I have a data frame, DF, with column B, where the values in B are a mix of numbers and letters and some other punctuation. Sometimes the letters are lower case, upper case, or both.
B = c("10.1056/NEJMOA1505467", "10.1056/NEJMoa1505467", "10.1056/nejmoa1508375", "10.1056/NEJMOA1508375")
D = c("Paywall", "Paywall", "Paywall", "Paywall")

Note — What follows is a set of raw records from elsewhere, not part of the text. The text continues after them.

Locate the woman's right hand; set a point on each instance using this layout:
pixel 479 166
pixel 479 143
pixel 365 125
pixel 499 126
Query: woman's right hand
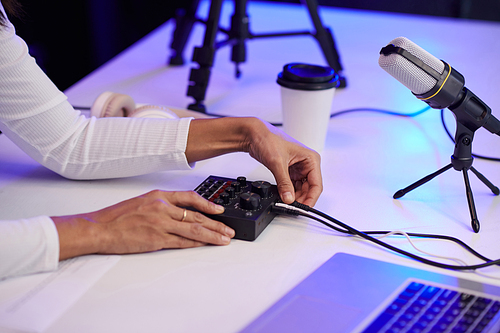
pixel 150 222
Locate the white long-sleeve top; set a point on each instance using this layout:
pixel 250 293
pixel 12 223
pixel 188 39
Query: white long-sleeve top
pixel 37 117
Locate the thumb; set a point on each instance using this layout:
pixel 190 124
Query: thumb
pixel 285 187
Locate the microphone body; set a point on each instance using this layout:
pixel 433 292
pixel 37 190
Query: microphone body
pixel 436 83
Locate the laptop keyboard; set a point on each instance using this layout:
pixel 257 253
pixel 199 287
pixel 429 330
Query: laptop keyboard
pixel 424 308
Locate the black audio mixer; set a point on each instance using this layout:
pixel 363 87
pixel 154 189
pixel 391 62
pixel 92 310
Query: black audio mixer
pixel 247 203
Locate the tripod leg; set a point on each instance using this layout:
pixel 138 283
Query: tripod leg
pixel 183 25
pixel 486 182
pixel 470 200
pixel 422 181
pixel 239 32
pixel 325 39
pixel 204 56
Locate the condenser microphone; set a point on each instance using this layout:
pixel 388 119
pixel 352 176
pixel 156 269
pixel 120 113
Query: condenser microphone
pixel 436 83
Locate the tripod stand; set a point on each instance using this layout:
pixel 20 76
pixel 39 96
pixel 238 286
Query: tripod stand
pixel 236 36
pixel 461 160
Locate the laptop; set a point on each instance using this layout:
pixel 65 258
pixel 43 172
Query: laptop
pixel 349 293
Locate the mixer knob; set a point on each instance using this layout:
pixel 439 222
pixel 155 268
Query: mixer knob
pixel 225 198
pixel 262 188
pixel 237 186
pixel 249 201
pixel 230 190
pixel 242 181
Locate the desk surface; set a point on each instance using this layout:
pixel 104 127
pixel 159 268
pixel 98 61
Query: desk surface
pixel 368 156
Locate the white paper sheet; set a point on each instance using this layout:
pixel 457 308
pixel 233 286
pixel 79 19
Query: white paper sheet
pixel 32 303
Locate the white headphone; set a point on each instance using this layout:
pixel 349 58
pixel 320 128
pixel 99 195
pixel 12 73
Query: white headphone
pixel 110 104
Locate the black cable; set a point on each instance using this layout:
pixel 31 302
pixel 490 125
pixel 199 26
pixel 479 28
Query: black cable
pixel 350 230
pixel 283 210
pixel 391 113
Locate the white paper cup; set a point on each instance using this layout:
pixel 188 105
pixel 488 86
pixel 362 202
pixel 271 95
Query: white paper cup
pixel 306 99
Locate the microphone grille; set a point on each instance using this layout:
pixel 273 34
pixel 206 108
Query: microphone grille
pixel 409 74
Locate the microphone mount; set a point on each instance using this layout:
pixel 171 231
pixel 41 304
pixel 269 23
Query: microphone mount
pixel 470 114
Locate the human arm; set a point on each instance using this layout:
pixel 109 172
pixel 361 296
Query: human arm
pixel 150 222
pixel 37 117
pixel 295 167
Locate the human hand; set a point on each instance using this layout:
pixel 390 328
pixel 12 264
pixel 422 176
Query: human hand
pixel 295 167
pixel 150 222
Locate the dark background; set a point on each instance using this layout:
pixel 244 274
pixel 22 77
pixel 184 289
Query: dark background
pixel 71 38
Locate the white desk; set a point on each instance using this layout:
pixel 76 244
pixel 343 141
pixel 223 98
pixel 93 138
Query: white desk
pixel 368 157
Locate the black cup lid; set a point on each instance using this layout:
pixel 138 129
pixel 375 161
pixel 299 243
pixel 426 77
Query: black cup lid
pixel 308 77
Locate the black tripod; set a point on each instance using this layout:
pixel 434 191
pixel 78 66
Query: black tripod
pixel 236 36
pixel 461 160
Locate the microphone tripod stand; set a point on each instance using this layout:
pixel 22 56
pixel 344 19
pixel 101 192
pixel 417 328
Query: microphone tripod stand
pixel 237 34
pixel 461 160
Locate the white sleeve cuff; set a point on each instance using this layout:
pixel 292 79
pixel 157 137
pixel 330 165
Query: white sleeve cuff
pixel 28 246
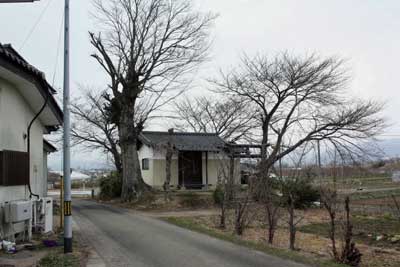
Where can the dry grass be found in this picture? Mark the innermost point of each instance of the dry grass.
(308, 244)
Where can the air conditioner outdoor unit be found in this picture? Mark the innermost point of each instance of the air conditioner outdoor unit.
(18, 211)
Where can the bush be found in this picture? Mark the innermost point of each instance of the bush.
(110, 186)
(218, 195)
(302, 191)
(192, 200)
(56, 259)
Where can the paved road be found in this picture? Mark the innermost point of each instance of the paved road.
(125, 238)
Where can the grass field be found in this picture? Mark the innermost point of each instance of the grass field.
(366, 230)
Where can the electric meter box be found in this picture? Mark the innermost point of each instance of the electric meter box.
(18, 211)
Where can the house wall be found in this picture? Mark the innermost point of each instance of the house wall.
(156, 175)
(147, 152)
(15, 115)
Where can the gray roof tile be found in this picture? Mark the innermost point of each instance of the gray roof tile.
(184, 141)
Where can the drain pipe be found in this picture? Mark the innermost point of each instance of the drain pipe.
(29, 145)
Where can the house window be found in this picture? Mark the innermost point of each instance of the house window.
(14, 168)
(145, 164)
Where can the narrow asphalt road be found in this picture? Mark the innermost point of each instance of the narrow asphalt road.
(125, 238)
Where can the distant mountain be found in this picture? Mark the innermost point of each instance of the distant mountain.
(390, 147)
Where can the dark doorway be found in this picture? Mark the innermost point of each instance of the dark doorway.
(190, 169)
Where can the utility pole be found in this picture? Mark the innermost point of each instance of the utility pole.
(67, 153)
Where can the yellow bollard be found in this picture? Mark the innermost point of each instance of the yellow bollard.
(61, 203)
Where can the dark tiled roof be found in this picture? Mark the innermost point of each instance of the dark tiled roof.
(48, 147)
(184, 141)
(12, 59)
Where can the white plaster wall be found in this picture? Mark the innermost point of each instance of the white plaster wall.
(147, 152)
(15, 115)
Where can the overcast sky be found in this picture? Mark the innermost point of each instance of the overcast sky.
(366, 32)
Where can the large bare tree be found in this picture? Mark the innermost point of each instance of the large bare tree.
(92, 128)
(230, 118)
(146, 47)
(300, 99)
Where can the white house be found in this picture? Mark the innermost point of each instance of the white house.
(199, 159)
(26, 99)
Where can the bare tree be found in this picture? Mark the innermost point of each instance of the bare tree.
(170, 149)
(350, 253)
(230, 118)
(396, 206)
(330, 201)
(92, 128)
(146, 47)
(301, 99)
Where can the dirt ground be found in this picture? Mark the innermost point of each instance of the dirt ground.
(310, 244)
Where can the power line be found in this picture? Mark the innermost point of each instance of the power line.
(35, 24)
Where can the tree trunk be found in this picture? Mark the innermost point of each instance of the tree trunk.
(272, 221)
(332, 232)
(222, 223)
(168, 161)
(132, 182)
(292, 226)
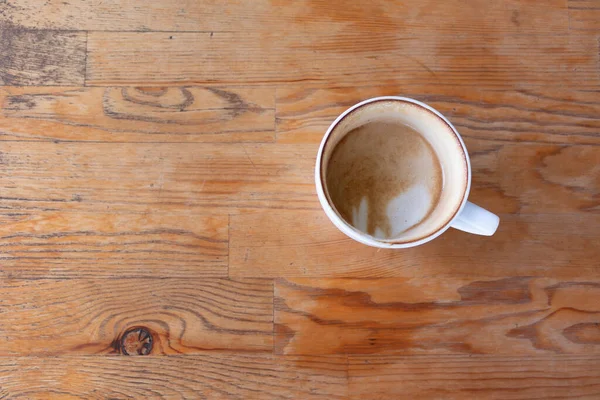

E = c(2015, 2012, 2010, 2011)
DF = data.frame(B, D, E)
DF
B D E
1 10.1056/NEJMOA1505467 Paywall 2015
2 10.1056/NEJMoa1505467 Paywall 2012
3 10.1056/nejmoa1508375 Paywall 2010
4 10.1056/NEJMOA1508375 Paywall 2011
I'm trying to identify duplicate values in B by using group_by and mutate and then get rid of rows with duplicate values in B using distinct. But because the cases aren't the same, group_by and distinct don't count them as being the same.
DF <- DF %>%
group_by(B) %>%
mutate(BCount = n())
DF
# A tibble: 4 x 4
# Groups: B [4]
B D E BCount
<fct> <fct> <dbl> <int>
1 10.1056/NEJMOA1505467 Paywall 2015 1
2 10.1056/NEJMoa1505467 Paywall 2012 1
3 10.1056/nejmoa1508375 Paywall 2010 1
4 10.1056/NEJMOA1508375 Paywall 2011 1
DF <- distinct(DF, B, .keep_all = TRUE)
DF
# A tibble: 4 x 4
# Groups: B [4]
B D E BCount
<fct> <fct> <dbl> <int>
1 10.1056/NEJMOA1505467 Paywall 2015 1
2 10.1056/NEJMoa1505467 Paywall 2012 1
3 10.1056/nejmoa1508375 Paywall 2010 1
4 10.1056/NEJMOA1508375 Paywall 2011 1
I've tried using tolower and toupper to get the letters all the same, but this doesn't seem to change the values in my data frame, it seems to create a new vector? I want to keep my data frame and just convert the text (one way or the other, it doesn't matter). What am I getting wrong?